Operators available in base package are addition, subtraction and the logical comparison operators: ==, !=, <, >, <=, >=
now = Sys.time()
later = now + 100
later - now
Time difference of 1.6666667 mins
later > now
[1] TRUE
Difftime sets the time units based on the size of the time difference!
difftime(now, now + 150)
Time difference of -2.5 mins
difftime(now, now + 10)
Time difference of -10 secs
When you use subtraction operator on date-time objects, it calls the difftime
method. As a best practice, don't use the subtraction operator in code, instead call difftime
, and always set the units parameter explicitly.
dt.test = difftime(now, later)
dt.test
Time difference of -1.6666667 mins
attributes(dt.test)
$units
[1] "mins"
$class
[1] "difftime"
as.numeric(dt.test)
[1] -1.6666667
now() - ddays(14) # duration
[1] "2013-10-31 11:58:53.72 PDT"
now() - days(14) # period
[1] "2013-10-31 10:58:53.72 PDT"
today() %within% new_interval(ymd('2013-10-01'), ymd('2013-12-01'))
[1] TRUE
today() %m+% months(3)
[1] "2014-02-14"
today() %m-% years(2)
[1] "2011-11-14"
require(timeDate)
USThanksgivingDay(year=2014)
GMT
[1] [2014-11-27]
CAThanksgivingDay(year=2014)
GMT
[1] [2014-10-13]
Some of my favorite function names…
And for some reason, they have skew and kurtosis methods for POSIX objects.
Days when NY stock exchange is closed:
holidayNYSE(year=2014)
NewYork
[1] [2014-01-01] [2014-01-20] [2014-02-17] [2014-04-18] [2014-05-26]
[6] [2014-07-04] [2014-09-01] [2014-11-27] [2014-12-25]
DST rules for a large number of world cities:
head(Phoenix())
Phoenix offSet isdst TimeZone numeric
1 1901-12-14 20:45:52 -25200 0 MST -2147397248
2 1918-03-31 09:00:00 -21600 1 MDT -1633273200
3 1918-10-27 08:00:00 -25200 0 MST -1615132800
4 1919-03-30 09:00:00 -21600 1 MDT -1601823600
5 1919-10-26 08:00:00 -25200 0 MST -1583683200
6 1942-02-09 09:00:00 -21600 1 MWT -880210800
alignQuarterly(today())
GMT
[1] [2013-12-31]
tC = timeCalendar()
align(tC, by='2w', offset='3d')
GMT
[1] [2013-01-04] [2013-01-18] [2013-02-01] [2013-02-15] [2013-03-01]
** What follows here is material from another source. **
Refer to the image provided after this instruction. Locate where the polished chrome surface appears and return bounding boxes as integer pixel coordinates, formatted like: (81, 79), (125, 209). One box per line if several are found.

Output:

[6] [2013-03-15] [2013-03-29] [2013-04-12] [2013-04-26] [2013-05-10]
[11] [2013-05-24] [2013-06-07] [2013-06-21] [2013-07-05] [2013-07-19]
[16] [2013-08-02] [2013-08-16] [2013-08-30] [2013-09-13] [2013-09-27]
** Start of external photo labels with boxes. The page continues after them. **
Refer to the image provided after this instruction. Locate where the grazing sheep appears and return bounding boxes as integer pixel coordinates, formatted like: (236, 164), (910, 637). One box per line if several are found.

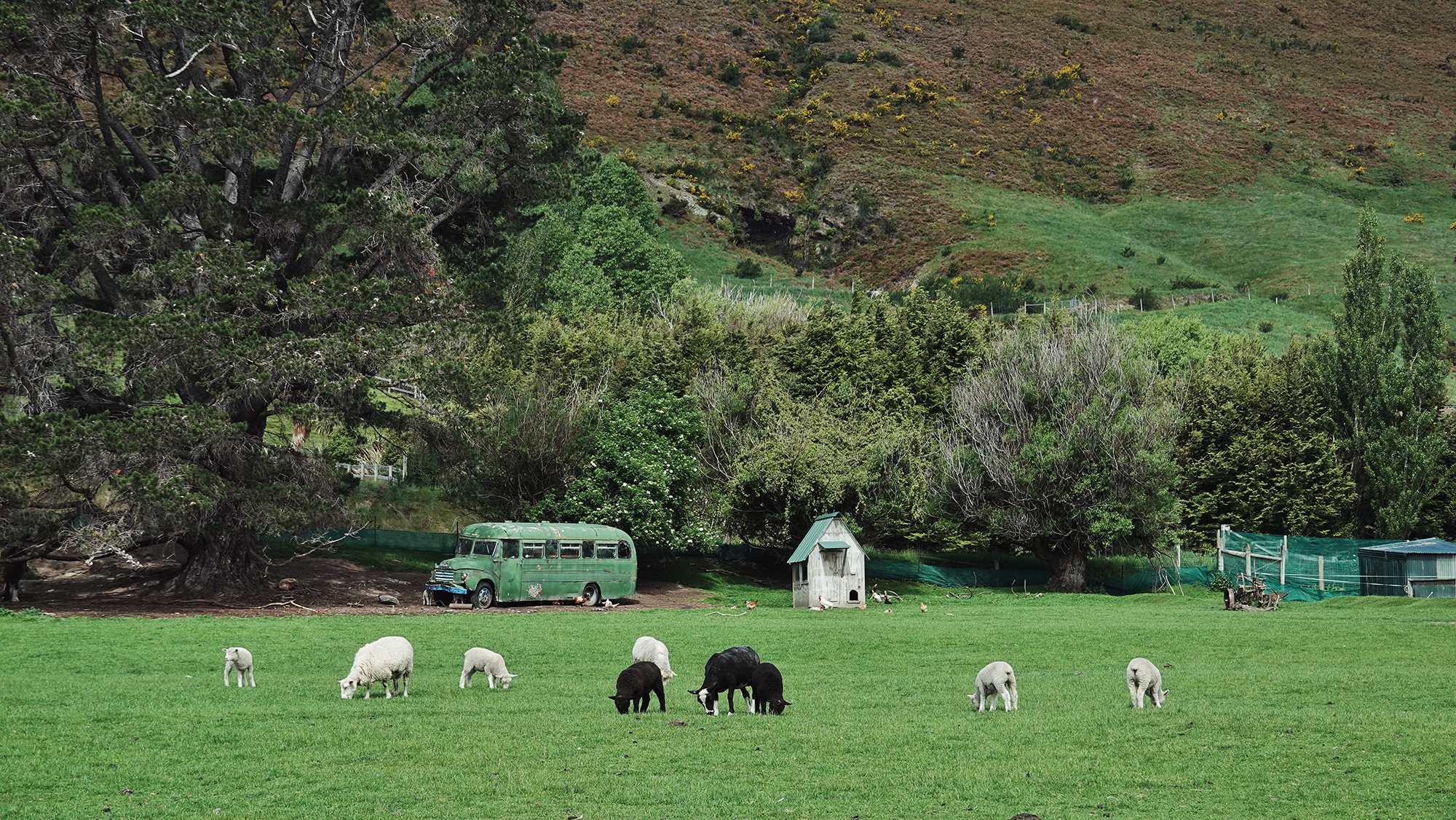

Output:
(223, 647), (258, 689)
(693, 647), (759, 715)
(748, 661), (794, 715)
(607, 661), (667, 715)
(967, 661), (1016, 712)
(460, 647), (515, 689)
(632, 635), (677, 683)
(339, 635), (415, 701)
(1127, 658), (1168, 709)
[21] [2013-10-11] [2013-10-25] [2013-11-08] [2013-11-22]
Base R comes with a time-series class ts
. This is a vector where the index is a datetime class (instead of the usual integer type). The ts
class index is a regular time series, there are several other time series classes that faciliate more complex time series needs.